4. Change management
In the past, many considered VDI to be a dumbed-down version of a full desktop computer experience. Ten years ago, that assessment was probably fair. But today, given the widespread use of the cloud, users shouldn’t experience a huge change. Regardless, with any change, there should be adequate notice and training. Using your company intranet or internal social network, share the details of the upcoming VDI implementation. Create an FAQ, and be sure to extoll the benefits that employees will notice along the way. You should also set up training sessions, and include time for a question-and-answer session.
VDI can be a double-edged sword on the topic of security: Data is more secure when stored in the data center compared with endpoint devices, but the entire network may be less secure when the workforce is accessing it remotely from potentially insecure connections.

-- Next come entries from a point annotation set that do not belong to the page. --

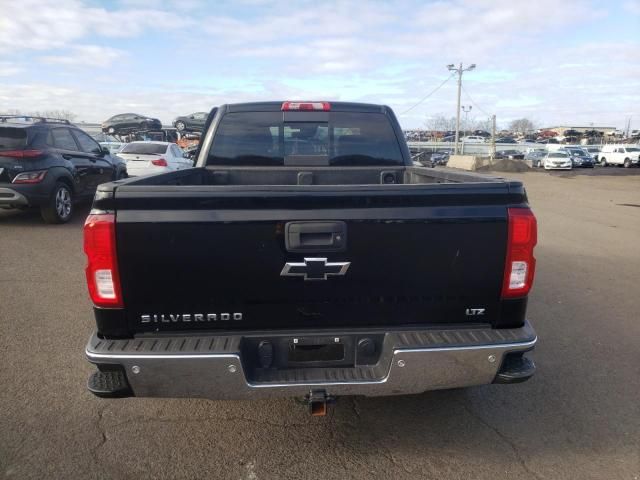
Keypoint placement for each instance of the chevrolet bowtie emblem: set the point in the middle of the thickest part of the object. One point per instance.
(314, 269)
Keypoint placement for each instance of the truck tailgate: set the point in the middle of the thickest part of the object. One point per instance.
(213, 257)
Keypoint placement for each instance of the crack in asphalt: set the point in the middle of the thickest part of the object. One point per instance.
(103, 435)
(507, 440)
(225, 419)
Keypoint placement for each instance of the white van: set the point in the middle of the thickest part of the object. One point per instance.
(626, 155)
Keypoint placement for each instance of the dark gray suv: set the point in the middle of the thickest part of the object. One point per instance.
(51, 164)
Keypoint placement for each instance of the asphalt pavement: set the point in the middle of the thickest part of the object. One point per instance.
(578, 418)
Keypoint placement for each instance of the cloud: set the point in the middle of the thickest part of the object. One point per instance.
(87, 56)
(632, 6)
(8, 69)
(47, 25)
(392, 52)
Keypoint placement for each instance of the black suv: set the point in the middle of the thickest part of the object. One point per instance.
(191, 123)
(50, 164)
(130, 123)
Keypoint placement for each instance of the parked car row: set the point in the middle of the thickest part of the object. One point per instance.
(50, 164)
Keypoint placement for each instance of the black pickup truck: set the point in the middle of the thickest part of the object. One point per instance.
(305, 255)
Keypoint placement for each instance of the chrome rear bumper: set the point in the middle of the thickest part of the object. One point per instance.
(212, 366)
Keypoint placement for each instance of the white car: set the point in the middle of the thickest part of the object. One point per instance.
(620, 155)
(146, 158)
(112, 143)
(557, 161)
(472, 139)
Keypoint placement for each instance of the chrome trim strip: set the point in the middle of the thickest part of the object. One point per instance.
(159, 356)
(469, 347)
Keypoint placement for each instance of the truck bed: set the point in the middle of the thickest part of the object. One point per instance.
(211, 240)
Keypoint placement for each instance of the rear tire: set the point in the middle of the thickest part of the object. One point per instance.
(59, 207)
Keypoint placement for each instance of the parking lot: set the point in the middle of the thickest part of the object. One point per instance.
(579, 417)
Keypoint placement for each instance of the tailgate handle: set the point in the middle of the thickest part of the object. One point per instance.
(316, 236)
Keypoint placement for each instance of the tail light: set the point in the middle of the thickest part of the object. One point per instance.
(30, 177)
(520, 264)
(103, 279)
(321, 106)
(33, 153)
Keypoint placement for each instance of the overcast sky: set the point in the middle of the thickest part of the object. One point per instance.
(557, 62)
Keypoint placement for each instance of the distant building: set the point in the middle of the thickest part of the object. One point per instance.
(561, 129)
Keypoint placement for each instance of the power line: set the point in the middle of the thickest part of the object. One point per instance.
(428, 95)
(475, 103)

Companies should implement security best practices, such as patch maintenance, regular malware scans, implementation of data loss prevention and anti-spam systems, and so on. It’s also important to go over end user security best practices with employees, such as the use of strong passwords and caution when connecting from public places.
VDI can save companies time and money, not to mention make them more secure--but only for those that understand the challenges and how to effectively address them.